Undulation can be important when $L_X\gg d_{\mathrm{h}}$ where $L_X$ is the lateral dimension of the system ($A_0=L_X^2$). Large undulations can blur the lateral pressure profile (thus affecting calculated $\delta c_0$ and $\delta c_0^{\mathrm{p}}$). Without external driving forces for the undulation, the maximum undulation height, $\delta z$, is proportional to the lateral dimension of the system, $L_X$, and limited by thermal fluctuation of the elastic energy of the membrane (interested readers are referred to S1. Threshold system size for a given maximum undulation height in SI). Hence, there exists a threshold system size, $L_X^{\delta z}$, for a given $\delta z$,

$$\frac{L_X^{\delta z}}{\delta z}=32\sqrt{\frac{k_{AC}}{2k_{\text{B}}T}}\approx 8d_{\text{h}}\sqrt{\frac{7K_A}{3k_{\text{B}}T}}$$ (7)

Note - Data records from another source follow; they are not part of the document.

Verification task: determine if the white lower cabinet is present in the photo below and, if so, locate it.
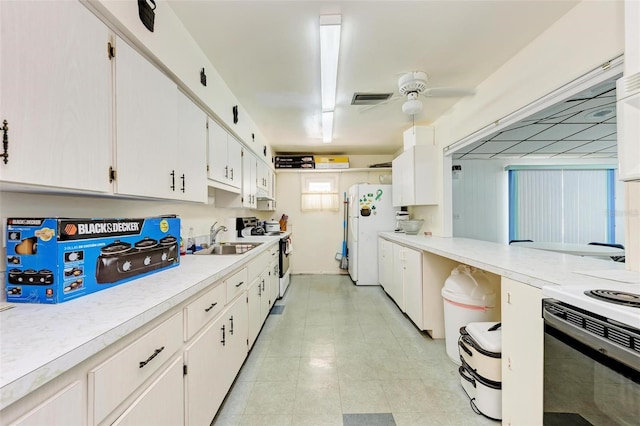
[184,282,248,425]
[247,277,262,347]
[385,244,406,312]
[247,267,271,347]
[88,311,183,424]
[184,299,236,425]
[11,381,85,426]
[403,247,424,330]
[378,238,393,290]
[501,277,544,425]
[112,356,184,426]
[269,258,280,307]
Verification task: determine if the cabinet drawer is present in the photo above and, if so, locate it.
[184,283,227,342]
[112,357,184,426]
[225,268,248,303]
[88,312,183,424]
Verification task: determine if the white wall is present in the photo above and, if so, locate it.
[277,156,393,274]
[452,159,625,244]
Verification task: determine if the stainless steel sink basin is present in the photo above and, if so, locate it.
[195,243,262,255]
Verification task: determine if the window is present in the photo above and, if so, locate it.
[509,169,615,244]
[300,175,340,212]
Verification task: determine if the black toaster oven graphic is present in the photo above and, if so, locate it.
[96,235,180,284]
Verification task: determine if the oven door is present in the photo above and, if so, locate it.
[543,299,640,426]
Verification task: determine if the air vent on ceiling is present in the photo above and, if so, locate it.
[351,92,393,105]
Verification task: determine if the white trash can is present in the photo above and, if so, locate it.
[442,265,499,365]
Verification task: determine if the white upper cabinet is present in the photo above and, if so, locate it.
[0,1,111,192]
[175,92,207,203]
[256,161,271,195]
[242,150,259,209]
[391,145,438,207]
[208,119,242,193]
[115,39,180,198]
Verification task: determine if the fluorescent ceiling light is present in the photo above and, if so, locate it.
[320,15,341,143]
[322,111,333,143]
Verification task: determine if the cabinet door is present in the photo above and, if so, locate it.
[112,356,184,426]
[387,244,405,312]
[242,151,258,209]
[269,259,280,307]
[378,238,393,290]
[116,39,179,198]
[501,277,544,425]
[207,118,229,184]
[11,382,86,426]
[260,267,271,322]
[391,156,402,207]
[227,135,242,188]
[225,297,249,380]
[184,314,230,425]
[0,1,111,192]
[404,248,424,330]
[391,150,414,207]
[256,161,269,192]
[247,277,262,347]
[175,92,207,203]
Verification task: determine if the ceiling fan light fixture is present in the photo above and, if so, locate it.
[402,99,422,115]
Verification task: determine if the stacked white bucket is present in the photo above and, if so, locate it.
[458,322,502,420]
[442,265,502,420]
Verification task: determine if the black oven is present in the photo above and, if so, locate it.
[540,299,640,426]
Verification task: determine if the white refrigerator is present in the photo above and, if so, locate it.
[347,183,400,285]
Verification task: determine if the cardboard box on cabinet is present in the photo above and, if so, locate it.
[5,216,180,303]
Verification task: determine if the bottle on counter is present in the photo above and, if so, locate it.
[180,225,187,256]
[187,226,196,254]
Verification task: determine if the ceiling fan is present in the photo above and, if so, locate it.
[363,71,475,115]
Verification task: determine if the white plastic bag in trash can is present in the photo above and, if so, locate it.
[442,265,499,365]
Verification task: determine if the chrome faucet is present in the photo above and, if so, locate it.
[209,222,227,246]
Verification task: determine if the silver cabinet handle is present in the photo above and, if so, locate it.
[138,346,164,368]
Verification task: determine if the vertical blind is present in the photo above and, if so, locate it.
[509,169,615,244]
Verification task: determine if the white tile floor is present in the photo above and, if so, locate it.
[212,275,497,426]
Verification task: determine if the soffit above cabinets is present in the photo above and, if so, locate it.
[167,0,580,155]
[453,76,618,160]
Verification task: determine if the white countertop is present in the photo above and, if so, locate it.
[0,236,281,409]
[380,232,640,288]
[511,241,624,260]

where the second equation is obtained with $k_{AC}=7K_A{d}_{\mathrm{h}}^2/24$ from the polymer brush model.⁵⁴ For $\delta z=1$ Å corresponding to a typical resolution of $p\left(z\right)$, the ratio, $L_X/L_X^{\delta z}$, remains well below unity (0.37–0.69, see also Figure S8), indicating that calculated $\delta c_0$ is not affected by undulations for the present systems, i.e., the bilayers are flat. The small ratios are consistent with the flat bulk membrane (Figure S7).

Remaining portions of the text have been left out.